The way it works is this: someone looking for a service - it could be a small business needing a website design, or a student needing their thesis proof-read - puts out a tender. Anyone who thinks they can fill the brief is welcome to bid. Usually, the lowest bid wins, although some sites also encourage bidders to emphasise the quality of their service, not just the price.
Among the largest sites are Guru and Elance, both in the US, and the UK's PeoplePerHour. The claim to being the biggest online jobs site, however, goes to freelance.com, which is based in Australia. Freelance.com says it has up to 500,000 prospective workers, from IT consultants to personal assistants to humble copy editors using it to find extra employment.
The site received a recent endorsement from no less than Thomas Friedman, the Pulitzer Prize-winning New York Times columnist. "I can use freelancer.com to find someone to do my logo and manage my back room," he wrote.
"And I can do all this at incredibly low prices."
I expect Mr Friedman used some imaginative licence in his description - even though he didn't personally outsource his skills on the site. If he had, he might have encountered a man in Pakistan with the user name "Pinky", who tendered for a writing project based on a budget of US$250 (Dh918.28).
The brief was vague. All it said was "Web-based content writer needed". This sounded easy. I put in a pitch and soon heard from Pinky. It turned out he wanted 250 articles of at least 500 words in length. Which worked out to be around a buck an hour. I think I could earn more working in a Chinese iPod factory. I turned him down.
The next job I pitched for was to proof-read a university dissertation for a user named Magnus in Australia. "Job should only require a few hours as it is light proof-reading," read his description. I entered a bid and a few days later, heard from Magnus. I had the job. But the brief had expanded a little.
The dissertation, which arrived in my inbox in a Word file, was near perfect. It did not require proofing. What it needed was to be entirely rewritten because, as Magnus put it, "It has to get through Copyscape". Copyscape, of course, is commonly used to detect plagiarism. In other words, the job was not to proof the document, but to make changes that would hide the fact that Magnus was ripping off someone else's work. Exit Magnus.

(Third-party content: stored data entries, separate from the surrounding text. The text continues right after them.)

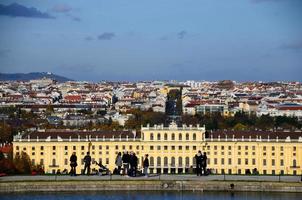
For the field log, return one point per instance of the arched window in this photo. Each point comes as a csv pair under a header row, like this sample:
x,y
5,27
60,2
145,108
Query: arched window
x,y
166,136
173,136
172,162
165,161
180,161
187,162
158,161
187,136
151,161
194,162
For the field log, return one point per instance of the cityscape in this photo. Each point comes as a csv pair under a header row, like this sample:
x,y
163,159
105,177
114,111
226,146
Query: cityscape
x,y
150,100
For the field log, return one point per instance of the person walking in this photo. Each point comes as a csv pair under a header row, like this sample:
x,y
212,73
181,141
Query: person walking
x,y
87,161
126,159
119,162
204,163
146,165
199,158
133,164
73,164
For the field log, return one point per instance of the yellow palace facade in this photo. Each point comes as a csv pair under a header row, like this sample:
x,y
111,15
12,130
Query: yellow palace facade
x,y
171,149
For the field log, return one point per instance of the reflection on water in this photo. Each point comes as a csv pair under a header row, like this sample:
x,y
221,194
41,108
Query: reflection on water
x,y
154,195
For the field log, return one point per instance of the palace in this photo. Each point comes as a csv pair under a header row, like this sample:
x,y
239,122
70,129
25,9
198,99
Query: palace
x,y
171,149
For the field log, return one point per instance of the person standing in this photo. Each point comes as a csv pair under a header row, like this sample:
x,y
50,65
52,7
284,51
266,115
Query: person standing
x,y
133,164
73,164
198,158
119,162
204,163
146,165
125,159
87,161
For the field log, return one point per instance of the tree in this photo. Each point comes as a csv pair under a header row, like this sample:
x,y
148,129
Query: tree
x,y
22,163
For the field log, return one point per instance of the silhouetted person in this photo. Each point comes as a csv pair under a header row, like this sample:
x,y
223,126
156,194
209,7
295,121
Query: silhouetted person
x,y
126,160
119,162
146,165
87,162
73,164
204,163
133,164
199,159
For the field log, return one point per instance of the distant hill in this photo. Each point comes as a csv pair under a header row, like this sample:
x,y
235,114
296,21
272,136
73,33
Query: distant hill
x,y
32,76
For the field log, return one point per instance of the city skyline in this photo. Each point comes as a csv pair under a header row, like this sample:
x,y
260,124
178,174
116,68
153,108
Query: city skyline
x,y
246,40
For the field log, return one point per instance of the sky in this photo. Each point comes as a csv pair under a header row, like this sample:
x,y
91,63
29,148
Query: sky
x,y
243,40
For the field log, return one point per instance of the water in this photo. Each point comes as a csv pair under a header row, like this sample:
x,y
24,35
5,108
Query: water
x,y
154,195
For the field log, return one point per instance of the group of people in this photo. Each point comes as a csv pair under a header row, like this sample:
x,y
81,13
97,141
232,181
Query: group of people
x,y
201,163
129,162
126,164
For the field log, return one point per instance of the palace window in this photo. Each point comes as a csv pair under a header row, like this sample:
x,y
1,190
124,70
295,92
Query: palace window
x,y
187,161
294,163
187,136
151,161
166,161
180,161
173,162
158,161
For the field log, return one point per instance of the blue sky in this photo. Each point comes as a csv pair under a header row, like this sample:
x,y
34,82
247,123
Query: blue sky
x,y
94,40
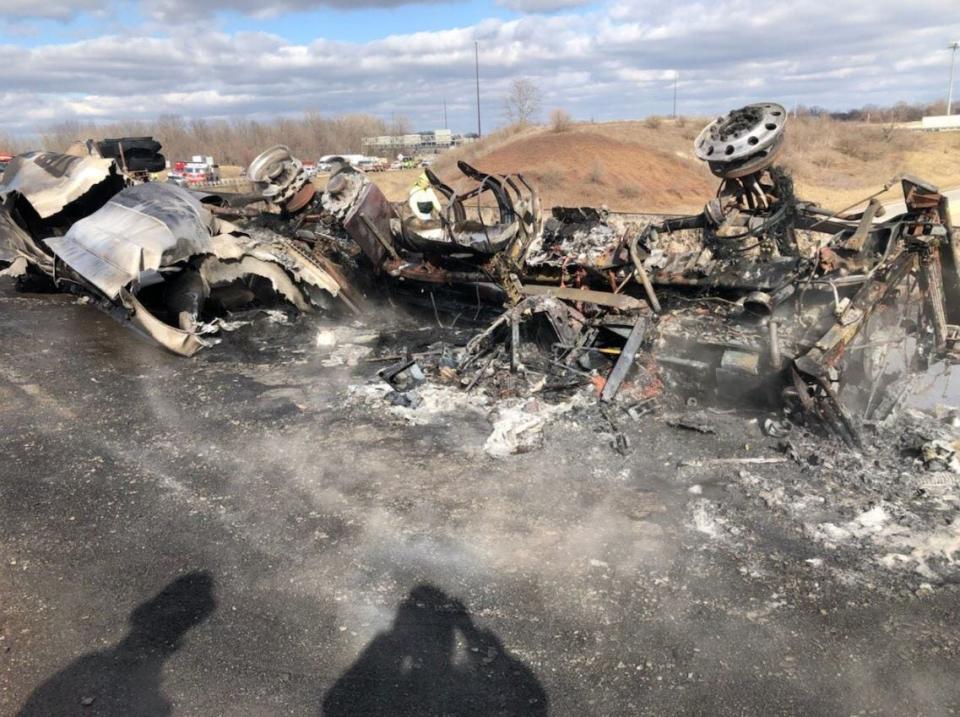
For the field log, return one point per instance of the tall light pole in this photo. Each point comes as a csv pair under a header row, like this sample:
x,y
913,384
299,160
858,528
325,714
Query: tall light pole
x,y
476,64
676,76
953,56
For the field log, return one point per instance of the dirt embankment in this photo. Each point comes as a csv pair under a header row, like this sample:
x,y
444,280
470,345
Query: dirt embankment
x,y
649,165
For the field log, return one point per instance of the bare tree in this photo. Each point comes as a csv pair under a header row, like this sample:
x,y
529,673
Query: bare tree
x,y
522,102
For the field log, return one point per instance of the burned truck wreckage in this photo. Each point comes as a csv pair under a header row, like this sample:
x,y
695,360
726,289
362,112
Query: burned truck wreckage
x,y
761,297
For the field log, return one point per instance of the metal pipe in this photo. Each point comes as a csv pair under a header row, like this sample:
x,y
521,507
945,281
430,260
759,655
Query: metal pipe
x,y
953,56
776,358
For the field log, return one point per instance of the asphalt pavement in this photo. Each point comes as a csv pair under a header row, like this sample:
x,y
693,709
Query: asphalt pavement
x,y
235,535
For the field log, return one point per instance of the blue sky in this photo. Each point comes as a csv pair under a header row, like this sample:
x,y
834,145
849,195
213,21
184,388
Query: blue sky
x,y
609,59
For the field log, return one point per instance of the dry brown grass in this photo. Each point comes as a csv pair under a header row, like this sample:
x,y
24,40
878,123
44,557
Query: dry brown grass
x,y
643,168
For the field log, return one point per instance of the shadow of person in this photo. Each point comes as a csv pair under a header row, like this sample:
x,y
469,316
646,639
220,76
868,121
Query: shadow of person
x,y
435,661
125,679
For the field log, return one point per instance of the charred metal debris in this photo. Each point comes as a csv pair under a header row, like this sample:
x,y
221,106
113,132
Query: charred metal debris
x,y
760,296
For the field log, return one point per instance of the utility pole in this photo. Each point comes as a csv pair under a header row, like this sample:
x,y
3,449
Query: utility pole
x,y
676,76
953,56
476,64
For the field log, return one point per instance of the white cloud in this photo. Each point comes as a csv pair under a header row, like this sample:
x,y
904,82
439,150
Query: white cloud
x,y
537,6
616,62
62,10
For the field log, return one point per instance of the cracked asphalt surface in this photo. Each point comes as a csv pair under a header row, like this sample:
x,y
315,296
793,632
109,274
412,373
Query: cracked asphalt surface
x,y
232,535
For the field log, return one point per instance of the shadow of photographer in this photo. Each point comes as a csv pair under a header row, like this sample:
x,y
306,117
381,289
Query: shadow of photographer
x,y
125,680
435,661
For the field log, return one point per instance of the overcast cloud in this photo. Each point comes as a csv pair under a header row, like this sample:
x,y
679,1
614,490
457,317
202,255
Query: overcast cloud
x,y
616,60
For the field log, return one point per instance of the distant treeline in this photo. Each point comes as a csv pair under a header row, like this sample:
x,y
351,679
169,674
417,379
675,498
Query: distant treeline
x,y
235,141
900,112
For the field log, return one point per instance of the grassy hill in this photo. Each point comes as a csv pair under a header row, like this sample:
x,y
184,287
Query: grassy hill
x,y
649,165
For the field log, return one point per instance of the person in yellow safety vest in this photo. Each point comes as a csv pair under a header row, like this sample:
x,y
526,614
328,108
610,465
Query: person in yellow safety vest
x,y
424,202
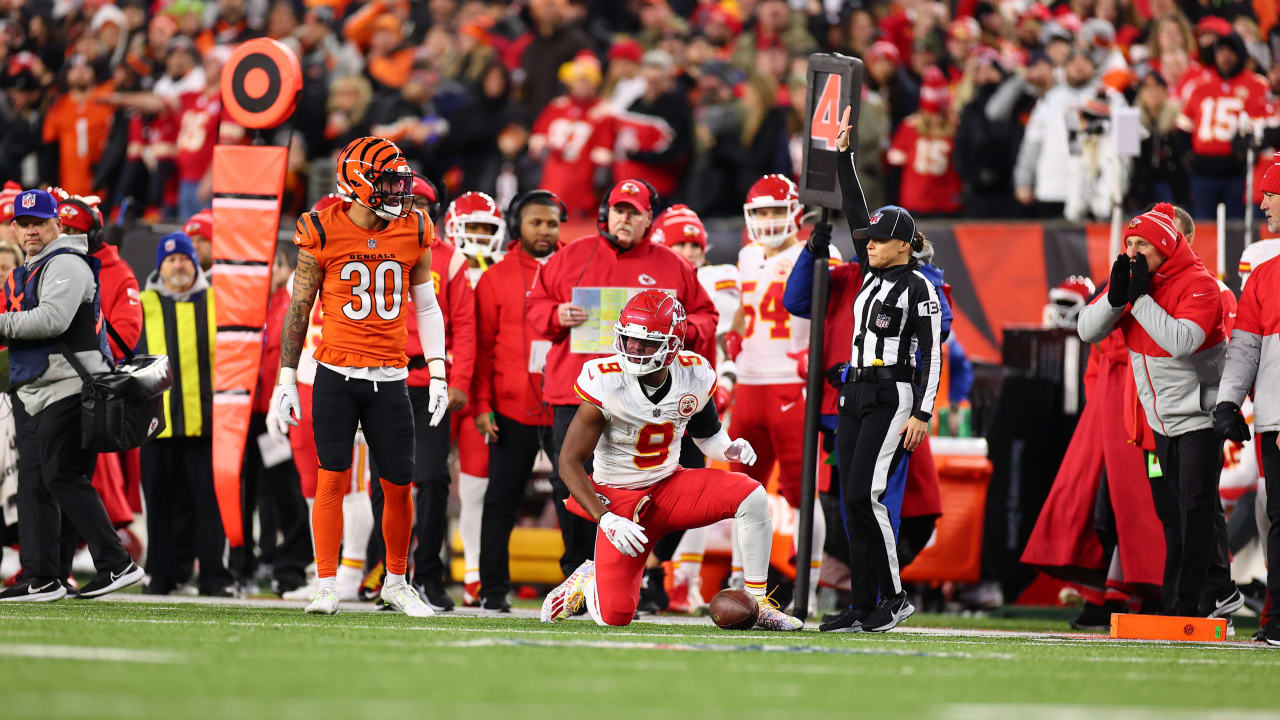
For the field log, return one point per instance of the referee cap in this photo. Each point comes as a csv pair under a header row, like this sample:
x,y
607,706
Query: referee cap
x,y
888,223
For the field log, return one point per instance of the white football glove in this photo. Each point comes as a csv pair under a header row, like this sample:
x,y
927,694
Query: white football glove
x,y
740,451
286,406
626,536
437,400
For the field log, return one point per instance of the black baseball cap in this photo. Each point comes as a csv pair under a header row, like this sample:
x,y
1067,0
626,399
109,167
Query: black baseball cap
x,y
888,223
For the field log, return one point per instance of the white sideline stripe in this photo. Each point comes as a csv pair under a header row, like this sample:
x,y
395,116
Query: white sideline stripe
x,y
246,204
95,654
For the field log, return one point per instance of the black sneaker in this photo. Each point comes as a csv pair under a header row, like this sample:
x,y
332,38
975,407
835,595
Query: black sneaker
x,y
434,596
110,580
1228,605
35,589
848,621
1093,619
886,616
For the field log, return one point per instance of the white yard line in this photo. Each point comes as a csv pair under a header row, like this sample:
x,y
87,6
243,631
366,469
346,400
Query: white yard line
x,y
92,654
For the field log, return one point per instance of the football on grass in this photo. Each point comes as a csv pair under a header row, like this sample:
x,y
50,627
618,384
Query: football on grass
x,y
735,610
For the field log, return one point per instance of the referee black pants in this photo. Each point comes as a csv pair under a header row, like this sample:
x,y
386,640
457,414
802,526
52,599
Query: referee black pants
x,y
1185,496
872,413
511,461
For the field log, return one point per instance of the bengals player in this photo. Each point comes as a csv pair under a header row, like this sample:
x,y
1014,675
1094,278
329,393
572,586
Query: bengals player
x,y
364,258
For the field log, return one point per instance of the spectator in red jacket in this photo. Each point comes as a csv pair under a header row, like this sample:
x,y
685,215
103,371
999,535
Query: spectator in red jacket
x,y
432,469
511,355
618,255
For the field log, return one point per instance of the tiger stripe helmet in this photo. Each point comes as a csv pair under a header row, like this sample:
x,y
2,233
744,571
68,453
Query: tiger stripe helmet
x,y
373,172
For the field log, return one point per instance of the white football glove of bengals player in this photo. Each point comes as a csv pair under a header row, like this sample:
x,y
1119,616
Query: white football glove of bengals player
x,y
626,536
286,406
437,400
740,451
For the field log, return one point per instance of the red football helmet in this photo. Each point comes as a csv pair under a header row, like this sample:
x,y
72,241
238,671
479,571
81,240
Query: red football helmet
x,y
656,318
677,224
373,171
475,208
332,199
772,191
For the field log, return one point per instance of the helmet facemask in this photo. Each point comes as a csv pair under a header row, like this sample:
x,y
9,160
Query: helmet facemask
x,y
775,229
664,347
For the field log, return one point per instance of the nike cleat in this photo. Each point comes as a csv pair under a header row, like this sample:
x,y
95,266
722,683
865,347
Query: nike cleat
x,y
567,598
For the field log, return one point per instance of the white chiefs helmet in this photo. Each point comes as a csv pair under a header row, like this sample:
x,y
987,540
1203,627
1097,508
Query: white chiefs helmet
x,y
475,208
772,191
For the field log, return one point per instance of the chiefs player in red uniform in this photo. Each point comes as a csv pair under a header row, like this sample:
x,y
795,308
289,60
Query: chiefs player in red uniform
x,y
365,259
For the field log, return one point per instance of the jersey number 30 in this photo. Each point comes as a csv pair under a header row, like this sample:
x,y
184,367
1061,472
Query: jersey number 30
x,y
653,445
385,304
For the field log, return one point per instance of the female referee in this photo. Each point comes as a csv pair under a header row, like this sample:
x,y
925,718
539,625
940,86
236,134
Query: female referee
x,y
883,413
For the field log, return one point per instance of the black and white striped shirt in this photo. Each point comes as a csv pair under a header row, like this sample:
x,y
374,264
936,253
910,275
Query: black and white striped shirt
x,y
897,313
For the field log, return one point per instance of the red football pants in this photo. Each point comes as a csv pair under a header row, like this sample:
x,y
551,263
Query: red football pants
x,y
689,499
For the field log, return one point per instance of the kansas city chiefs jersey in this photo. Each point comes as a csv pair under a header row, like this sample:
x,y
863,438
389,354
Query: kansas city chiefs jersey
x,y
772,335
721,283
640,445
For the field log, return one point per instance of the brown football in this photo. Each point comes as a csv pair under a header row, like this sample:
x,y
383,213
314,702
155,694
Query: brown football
x,y
735,610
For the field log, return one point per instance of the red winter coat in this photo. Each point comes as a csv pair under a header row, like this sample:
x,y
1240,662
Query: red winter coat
x,y
458,304
503,340
594,261
122,306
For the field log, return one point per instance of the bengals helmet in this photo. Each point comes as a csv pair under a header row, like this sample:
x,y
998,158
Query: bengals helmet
x,y
656,318
772,191
677,224
373,172
469,209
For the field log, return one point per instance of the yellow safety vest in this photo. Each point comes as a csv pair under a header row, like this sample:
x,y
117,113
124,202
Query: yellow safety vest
x,y
184,332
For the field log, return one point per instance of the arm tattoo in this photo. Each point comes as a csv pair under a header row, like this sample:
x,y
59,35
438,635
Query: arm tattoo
x,y
306,282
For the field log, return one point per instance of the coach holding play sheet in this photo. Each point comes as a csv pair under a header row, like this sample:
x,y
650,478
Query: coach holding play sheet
x,y
1169,309
53,306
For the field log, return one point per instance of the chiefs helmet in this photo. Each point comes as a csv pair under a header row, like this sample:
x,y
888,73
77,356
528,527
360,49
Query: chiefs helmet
x,y
475,208
373,172
1065,302
656,318
772,191
677,224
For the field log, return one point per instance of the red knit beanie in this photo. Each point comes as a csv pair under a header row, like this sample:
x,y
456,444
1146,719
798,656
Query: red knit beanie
x,y
1157,227
1271,180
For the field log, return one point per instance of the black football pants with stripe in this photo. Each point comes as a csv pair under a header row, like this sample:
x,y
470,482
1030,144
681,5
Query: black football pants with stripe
x,y
872,413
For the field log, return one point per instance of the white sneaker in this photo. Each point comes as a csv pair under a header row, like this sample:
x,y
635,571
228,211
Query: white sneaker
x,y
325,602
773,619
348,583
567,598
403,597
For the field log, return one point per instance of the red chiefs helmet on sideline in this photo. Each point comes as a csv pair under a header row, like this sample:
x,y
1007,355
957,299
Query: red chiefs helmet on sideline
x,y
1065,302
656,318
677,224
772,191
332,199
475,208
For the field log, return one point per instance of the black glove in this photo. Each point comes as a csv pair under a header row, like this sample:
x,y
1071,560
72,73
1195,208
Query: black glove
x,y
1118,290
1139,278
1230,423
821,237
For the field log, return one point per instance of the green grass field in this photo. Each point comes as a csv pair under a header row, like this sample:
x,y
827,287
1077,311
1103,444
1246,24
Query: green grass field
x,y
132,660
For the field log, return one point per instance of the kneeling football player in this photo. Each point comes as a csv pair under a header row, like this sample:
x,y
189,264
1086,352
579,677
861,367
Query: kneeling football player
x,y
638,405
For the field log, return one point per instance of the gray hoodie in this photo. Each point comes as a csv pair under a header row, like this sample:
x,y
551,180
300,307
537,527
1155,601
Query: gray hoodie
x,y
64,285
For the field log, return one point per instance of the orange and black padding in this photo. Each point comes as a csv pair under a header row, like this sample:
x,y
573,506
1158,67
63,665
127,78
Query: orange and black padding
x,y
261,82
248,182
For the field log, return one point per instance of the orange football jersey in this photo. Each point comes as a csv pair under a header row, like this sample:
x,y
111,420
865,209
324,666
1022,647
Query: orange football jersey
x,y
364,295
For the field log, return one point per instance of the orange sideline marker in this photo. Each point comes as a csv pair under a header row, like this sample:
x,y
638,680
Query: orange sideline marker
x,y
1125,625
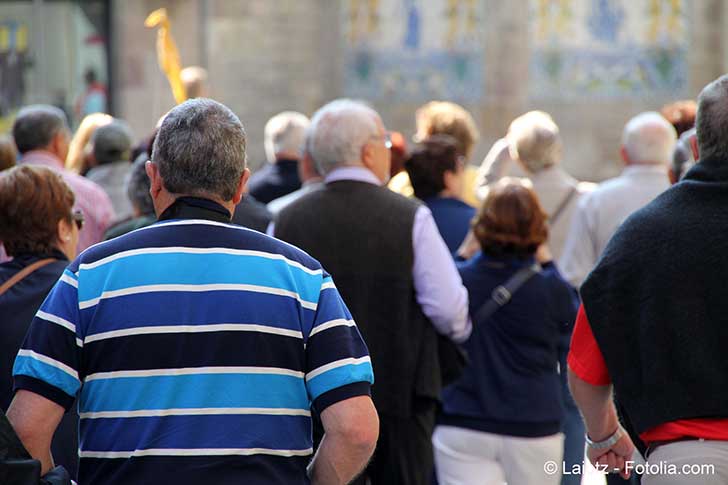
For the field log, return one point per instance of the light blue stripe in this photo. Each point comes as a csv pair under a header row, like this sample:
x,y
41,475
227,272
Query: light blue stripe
x,y
194,391
28,366
340,376
70,274
197,269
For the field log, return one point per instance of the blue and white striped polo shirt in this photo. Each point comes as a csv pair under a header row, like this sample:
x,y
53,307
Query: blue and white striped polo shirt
x,y
197,350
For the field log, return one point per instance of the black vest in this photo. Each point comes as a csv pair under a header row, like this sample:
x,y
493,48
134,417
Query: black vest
x,y
362,235
657,303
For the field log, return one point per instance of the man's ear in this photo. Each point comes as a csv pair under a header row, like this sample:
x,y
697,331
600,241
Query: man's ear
x,y
367,155
155,180
672,176
242,186
624,155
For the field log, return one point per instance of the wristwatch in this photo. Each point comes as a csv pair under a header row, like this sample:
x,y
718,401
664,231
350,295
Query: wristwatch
x,y
607,443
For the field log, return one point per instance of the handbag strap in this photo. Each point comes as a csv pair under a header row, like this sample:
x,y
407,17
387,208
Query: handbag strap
x,y
502,294
20,275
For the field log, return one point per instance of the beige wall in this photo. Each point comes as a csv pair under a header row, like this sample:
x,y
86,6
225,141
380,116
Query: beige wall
x,y
266,56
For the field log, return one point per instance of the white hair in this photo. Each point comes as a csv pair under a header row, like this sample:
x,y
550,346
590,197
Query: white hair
x,y
339,131
535,141
649,138
285,133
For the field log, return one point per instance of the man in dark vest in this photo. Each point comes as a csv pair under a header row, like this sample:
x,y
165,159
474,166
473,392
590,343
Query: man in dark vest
x,y
394,272
652,326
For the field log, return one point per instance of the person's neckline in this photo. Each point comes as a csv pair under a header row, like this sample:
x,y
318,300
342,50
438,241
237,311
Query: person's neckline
x,y
188,207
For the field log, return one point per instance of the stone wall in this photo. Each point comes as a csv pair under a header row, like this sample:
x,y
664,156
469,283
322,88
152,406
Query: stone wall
x,y
266,56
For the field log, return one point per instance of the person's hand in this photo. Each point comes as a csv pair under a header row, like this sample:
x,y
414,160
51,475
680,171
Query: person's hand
x,y
615,458
469,247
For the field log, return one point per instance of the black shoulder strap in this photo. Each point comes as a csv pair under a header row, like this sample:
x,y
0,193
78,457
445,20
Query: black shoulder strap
x,y
560,209
502,294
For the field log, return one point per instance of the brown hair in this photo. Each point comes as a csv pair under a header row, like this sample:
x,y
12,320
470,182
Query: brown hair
x,y
8,152
428,163
511,221
32,201
680,114
446,118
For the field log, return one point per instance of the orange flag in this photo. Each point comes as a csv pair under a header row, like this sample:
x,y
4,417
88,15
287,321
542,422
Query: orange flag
x,y
167,52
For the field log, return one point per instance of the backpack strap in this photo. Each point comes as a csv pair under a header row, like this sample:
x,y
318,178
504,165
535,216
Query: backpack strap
x,y
23,273
502,294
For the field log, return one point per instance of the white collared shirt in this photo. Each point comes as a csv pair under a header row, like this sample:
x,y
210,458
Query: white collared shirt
x,y
438,287
600,213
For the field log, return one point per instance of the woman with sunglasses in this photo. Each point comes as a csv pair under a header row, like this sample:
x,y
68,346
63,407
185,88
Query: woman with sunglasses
x,y
39,230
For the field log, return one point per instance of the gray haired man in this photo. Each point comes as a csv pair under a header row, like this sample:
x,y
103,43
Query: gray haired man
x,y
395,273
284,139
652,328
198,347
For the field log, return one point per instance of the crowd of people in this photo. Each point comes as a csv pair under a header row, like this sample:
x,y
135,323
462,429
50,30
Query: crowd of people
x,y
359,310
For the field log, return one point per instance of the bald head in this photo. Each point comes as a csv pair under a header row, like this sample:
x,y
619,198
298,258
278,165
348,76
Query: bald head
x,y
36,126
284,135
648,138
712,120
339,132
535,141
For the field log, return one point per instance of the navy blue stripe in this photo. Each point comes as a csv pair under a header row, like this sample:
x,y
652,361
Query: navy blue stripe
x,y
207,349
53,341
191,308
336,343
216,431
212,470
62,302
44,389
341,394
330,307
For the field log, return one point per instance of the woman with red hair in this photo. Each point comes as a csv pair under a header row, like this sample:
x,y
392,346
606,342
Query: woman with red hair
x,y
501,420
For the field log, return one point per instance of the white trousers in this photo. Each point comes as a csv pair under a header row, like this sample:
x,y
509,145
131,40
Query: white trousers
x,y
464,457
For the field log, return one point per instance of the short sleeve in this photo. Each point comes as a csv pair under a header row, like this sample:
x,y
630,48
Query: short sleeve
x,y
338,366
585,359
48,361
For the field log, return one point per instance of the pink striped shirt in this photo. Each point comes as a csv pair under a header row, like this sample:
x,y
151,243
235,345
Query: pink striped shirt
x,y
90,198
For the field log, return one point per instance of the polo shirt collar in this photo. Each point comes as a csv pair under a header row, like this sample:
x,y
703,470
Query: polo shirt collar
x,y
196,208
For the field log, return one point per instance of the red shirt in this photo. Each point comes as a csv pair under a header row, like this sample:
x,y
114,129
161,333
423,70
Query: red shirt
x,y
587,362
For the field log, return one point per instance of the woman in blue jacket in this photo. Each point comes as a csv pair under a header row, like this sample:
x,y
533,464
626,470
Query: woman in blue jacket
x,y
501,420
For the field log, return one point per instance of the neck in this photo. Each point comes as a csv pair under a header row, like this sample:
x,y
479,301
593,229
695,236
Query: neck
x,y
447,193
165,199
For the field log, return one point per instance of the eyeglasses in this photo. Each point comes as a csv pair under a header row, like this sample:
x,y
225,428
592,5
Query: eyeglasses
x,y
78,218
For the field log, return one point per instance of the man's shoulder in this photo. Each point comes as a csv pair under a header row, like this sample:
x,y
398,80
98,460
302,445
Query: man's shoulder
x,y
196,235
329,193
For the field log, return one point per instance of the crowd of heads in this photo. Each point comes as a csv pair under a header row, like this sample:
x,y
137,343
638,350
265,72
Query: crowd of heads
x,y
199,148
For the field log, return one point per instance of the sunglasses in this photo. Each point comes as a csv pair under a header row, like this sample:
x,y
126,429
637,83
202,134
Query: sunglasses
x,y
78,218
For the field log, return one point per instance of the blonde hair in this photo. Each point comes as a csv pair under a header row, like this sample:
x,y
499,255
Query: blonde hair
x,y
446,118
75,160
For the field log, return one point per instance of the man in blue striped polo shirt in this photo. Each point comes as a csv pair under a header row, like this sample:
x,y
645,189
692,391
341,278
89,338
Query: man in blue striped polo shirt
x,y
196,349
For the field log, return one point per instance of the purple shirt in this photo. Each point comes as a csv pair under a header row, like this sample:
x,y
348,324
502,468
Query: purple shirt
x,y
438,287
90,198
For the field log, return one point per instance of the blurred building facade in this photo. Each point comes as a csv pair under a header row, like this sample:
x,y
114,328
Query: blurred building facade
x,y
591,63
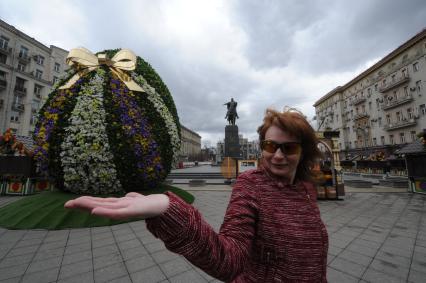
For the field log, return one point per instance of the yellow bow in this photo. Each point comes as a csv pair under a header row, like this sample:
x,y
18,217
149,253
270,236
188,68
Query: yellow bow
x,y
85,61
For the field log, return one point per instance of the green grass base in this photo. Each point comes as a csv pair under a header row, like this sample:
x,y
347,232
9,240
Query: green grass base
x,y
46,211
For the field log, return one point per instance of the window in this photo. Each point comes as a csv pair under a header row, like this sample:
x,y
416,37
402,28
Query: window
x,y
416,67
422,109
398,116
37,90
40,60
413,135
14,118
406,91
419,86
39,74
23,53
388,119
4,42
409,113
3,58
21,67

A better prospect is the PeoplePerHour website. It restricts how little an employer can put up for a job, eliminating the Pinkys. Although a few chancers get through, most of the jobs advertised seem legit. The main disadvantage is that it is not nearly as egalitarian as Freelance.com. Almost all bids requested are for UK-based workers only.
Outright scams are also a hazard. Several posters on PeoplePerHour's forum have complained that after submitting a bid, the client asks for their bank details to make a payment. The usual process is to use PeoplePerHour's own escrow system. Which raises the suspicion that these sites are also being used by online con artists to mine for personal information they can use for data theft.
The trick to avoid dodgy job postings seems to be similar to that of eBay - check the ratings of the poster. Freelance.com, PeoplePerHour and other sites usually provide a feedback system. A contractor can rate an employer on promptness of payment and the employer can rate the contractor on adherence to deadline and quality of work.
PeoplePerHour also tallies how much money a client has paid out. A record of regular payments is usually a sign that the employer can be trusted.
Like any new service that springs up on the internet, the early days are likely to be anarchic. But it is also clear from postings on blogs and forums that many people manage to navigate these jobs boards and supplement their incomes with regular extra work.
Gavin du Venage is a business writer and entrepreneur based in South Africa.